17
Aug

Population Growth: Overlooked Cause of Astronomical Housing Costs in California

Published on August 17th, 2017

Telegraph Hill District of San Francisco
Astronomical:  the cost of housing in San Francisco
(Telegraph Hill District)

California has a serious housing affordability crisis on its hands. It is not one that developed overnight, but one that has worsened considerably over the decades, alongside, and driven in part by, the state’s mushrooming population.

Population growth = greater housing demand = higher housing prices.

It’s really that simple. 

Money magazine recently listed the top ten most expensive cities in the U.S. to rent a one-bedroom flat (from the Zumper National Rent Report for April 2016). San Francisco comes out on top, at a whopping $3,590 for the median monthly rent of a single-bedroom apartment. Four of the top seven most expensive cities are in, you guessed it, California:

  1.  San Francisco, CA $3,590
  2. New York, NY $3,340
  3. Boston, MA $2,310
  4. Oakland, CA $2,280
  5. San Jose, CA $2,270
  6. Washington, DC $2,200
  7. Los Angeles, CA $1,970
  8. Miami, FL $1,900
  9. Chicago, IL $1,790
  10. Seattle, WA $1,750

Back in May, Mayor of Los Angeles Eric Garcetti admitted that L.A. County’s homeless population had skyrocketed 23 percent since 2016.  

Homeless in Los Angeles, CA
The latest trend in “affordable housing” in Los Angeles.

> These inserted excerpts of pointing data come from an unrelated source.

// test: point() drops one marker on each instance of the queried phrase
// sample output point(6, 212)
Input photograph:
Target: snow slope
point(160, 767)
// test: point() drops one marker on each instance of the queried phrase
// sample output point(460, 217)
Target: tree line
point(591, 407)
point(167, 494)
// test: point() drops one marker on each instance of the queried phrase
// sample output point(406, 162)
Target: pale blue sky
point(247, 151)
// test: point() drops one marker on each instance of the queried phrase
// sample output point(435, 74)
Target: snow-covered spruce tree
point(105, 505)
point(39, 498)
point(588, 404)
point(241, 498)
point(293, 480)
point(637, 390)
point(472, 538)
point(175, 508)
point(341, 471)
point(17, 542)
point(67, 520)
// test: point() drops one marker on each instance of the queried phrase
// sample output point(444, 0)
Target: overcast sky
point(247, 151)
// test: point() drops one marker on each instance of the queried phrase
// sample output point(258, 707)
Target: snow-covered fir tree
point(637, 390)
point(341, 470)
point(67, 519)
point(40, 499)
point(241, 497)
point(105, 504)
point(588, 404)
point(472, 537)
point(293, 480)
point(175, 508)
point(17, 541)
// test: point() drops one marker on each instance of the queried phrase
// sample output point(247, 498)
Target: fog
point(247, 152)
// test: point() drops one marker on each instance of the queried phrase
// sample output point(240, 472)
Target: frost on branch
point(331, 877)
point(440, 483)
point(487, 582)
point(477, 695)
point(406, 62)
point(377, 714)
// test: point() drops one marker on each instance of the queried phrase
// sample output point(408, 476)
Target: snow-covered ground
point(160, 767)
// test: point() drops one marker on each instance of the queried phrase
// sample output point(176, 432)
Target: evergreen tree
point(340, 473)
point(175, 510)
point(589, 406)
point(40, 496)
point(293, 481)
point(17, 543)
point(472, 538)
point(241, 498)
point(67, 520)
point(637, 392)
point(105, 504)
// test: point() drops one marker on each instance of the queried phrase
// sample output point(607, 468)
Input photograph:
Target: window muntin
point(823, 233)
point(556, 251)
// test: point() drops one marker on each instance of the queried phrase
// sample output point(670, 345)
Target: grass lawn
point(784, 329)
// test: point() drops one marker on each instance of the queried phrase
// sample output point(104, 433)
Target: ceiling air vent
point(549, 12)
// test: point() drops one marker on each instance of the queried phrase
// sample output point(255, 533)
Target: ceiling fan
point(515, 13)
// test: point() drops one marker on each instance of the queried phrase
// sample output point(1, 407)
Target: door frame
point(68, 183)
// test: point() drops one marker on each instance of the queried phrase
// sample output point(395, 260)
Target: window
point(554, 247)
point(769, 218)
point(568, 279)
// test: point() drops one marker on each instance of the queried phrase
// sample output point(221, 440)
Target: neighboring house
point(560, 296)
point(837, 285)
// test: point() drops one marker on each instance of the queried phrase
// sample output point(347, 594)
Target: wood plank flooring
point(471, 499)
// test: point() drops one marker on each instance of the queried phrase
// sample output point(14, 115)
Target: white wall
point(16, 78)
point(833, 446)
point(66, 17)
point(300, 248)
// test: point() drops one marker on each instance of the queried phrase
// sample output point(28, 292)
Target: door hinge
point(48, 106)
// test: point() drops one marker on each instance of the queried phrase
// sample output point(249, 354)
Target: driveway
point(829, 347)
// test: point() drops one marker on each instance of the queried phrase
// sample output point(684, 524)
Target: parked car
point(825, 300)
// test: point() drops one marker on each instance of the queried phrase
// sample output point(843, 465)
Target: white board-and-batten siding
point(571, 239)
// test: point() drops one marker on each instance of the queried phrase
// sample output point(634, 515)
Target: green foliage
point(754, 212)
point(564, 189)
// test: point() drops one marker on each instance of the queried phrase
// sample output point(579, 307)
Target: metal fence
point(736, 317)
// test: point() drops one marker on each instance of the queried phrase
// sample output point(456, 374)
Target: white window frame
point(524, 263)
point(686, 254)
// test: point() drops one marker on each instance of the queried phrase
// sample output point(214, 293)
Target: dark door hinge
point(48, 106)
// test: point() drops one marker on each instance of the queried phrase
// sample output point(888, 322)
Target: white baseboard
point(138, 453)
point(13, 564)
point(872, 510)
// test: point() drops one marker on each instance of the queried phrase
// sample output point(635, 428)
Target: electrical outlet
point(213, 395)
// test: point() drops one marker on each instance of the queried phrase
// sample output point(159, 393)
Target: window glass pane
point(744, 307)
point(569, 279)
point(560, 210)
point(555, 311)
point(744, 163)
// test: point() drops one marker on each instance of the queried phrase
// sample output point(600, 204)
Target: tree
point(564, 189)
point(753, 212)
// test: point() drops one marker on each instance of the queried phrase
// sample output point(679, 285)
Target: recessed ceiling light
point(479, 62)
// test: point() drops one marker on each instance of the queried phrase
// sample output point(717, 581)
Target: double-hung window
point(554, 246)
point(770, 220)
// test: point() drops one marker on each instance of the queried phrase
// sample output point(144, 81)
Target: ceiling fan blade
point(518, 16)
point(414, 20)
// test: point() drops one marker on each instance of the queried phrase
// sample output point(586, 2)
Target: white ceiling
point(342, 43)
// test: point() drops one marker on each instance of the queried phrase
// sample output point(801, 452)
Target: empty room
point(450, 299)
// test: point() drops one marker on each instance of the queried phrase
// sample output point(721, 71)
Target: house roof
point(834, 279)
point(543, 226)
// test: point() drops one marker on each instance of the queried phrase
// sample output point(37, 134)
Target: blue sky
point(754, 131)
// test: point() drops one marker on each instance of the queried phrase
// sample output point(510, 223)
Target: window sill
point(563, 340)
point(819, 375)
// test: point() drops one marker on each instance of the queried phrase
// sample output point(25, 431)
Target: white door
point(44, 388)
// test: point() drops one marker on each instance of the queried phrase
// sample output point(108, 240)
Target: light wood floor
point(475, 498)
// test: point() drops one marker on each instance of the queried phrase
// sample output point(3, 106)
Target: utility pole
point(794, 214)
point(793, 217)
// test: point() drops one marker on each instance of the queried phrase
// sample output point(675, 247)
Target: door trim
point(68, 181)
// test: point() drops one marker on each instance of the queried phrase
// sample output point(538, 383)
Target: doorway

It is not surprising that in expensive, environmentally friendly, booming California, when push comes to shove, the environment and its defenders will get pushed out of the way to make room for more people. 
 
This is the gist of a recent article “California’s Push for Affordable Housing Could Weaken Environmental Law” in a San Francisco paper.
 
No less than 130 bills intending to solve the housing-affordability crisis are being considered by the California Legislature. While housing-affordability activists are heartened, some environmentalists worry that any new law could undermine California’s longstanding, landmark environmental statute, the California Environmental Quality Act (CEQA).
 
This is the same hypocritical, Democrat-dominated Legislature, by the way, that bends over backwards to welcome more and more immigrants, legal and illegal alike, into the Golden State. Come one, come all! The more, the merrier!
 
Population growth = greater housing demand = higher housing prices.
 
According to the San Francisco Public Press, three of the most favored bills take aim at the CEQA review process. They do this by curbing the current mandate that developers and municipalities evaluate and perhaps mitigate potential growth-related impacts such as air pollution or traffic congestion. Under current law, CEQA analysts must also evaluate hazards like potential future flooding from a rising sea level invading neighborhoods in the coastal zone.
 

downtown San Francisco
Areas in downtown San Francisco that could be
flooded by an 8-foot storm surge.

Studies show that by 2100, with climate-change-driven sea level rise proceeding as predicted, hundreds of acres in downtown San Francisco will be vulnerable to inundation if combined sea level rise and storm surge were to reach eight feet. In these waterfront areas alone, according to the Public Press, the value of active building permits surpasses $2.3 billion in construction costs. 
 
Some of the legislation goes even further in limiting the CEQA’s application in local environmental review, allowing developers to circumvent it if their plans meet affordable housing and transportation goals.
 
The director of Sierra Club California, which like the Democrat-dominated legislature, also effectively endorses endless immigration and population growth in California, claims that it is speculation, Proposition 13, and other factors, not CEQA, and certainly not population growth, which are driving up housing costs.
 
Quoted in the San Francisco Public Press article, director Kathryn Phillips says:
 
“In terms of housing, if you want to point a finger, CEQA isn’t the problem. What the development interests are doing is taking advantage of a bad situation and targeting something they have always hated. The developers that want to go in and make a fast buck hate the CEQA process. They have their vision and they don’t want anyone standing in the way, and they sure don’t want to mitigate the environmental hazards.”
 
Of course, developers are always everyone’s go-to scapegoat. As California’s population tops 40 million, headed toward 50 million and beyond, expect the housing affordability crisis to intensify. To say nothing of the livability crisis.
 
And so far, neither the political hacks in Sacramento nor their environmentalist allies have a clue.  
 
Population growth = greater housing demand = higher housing prices.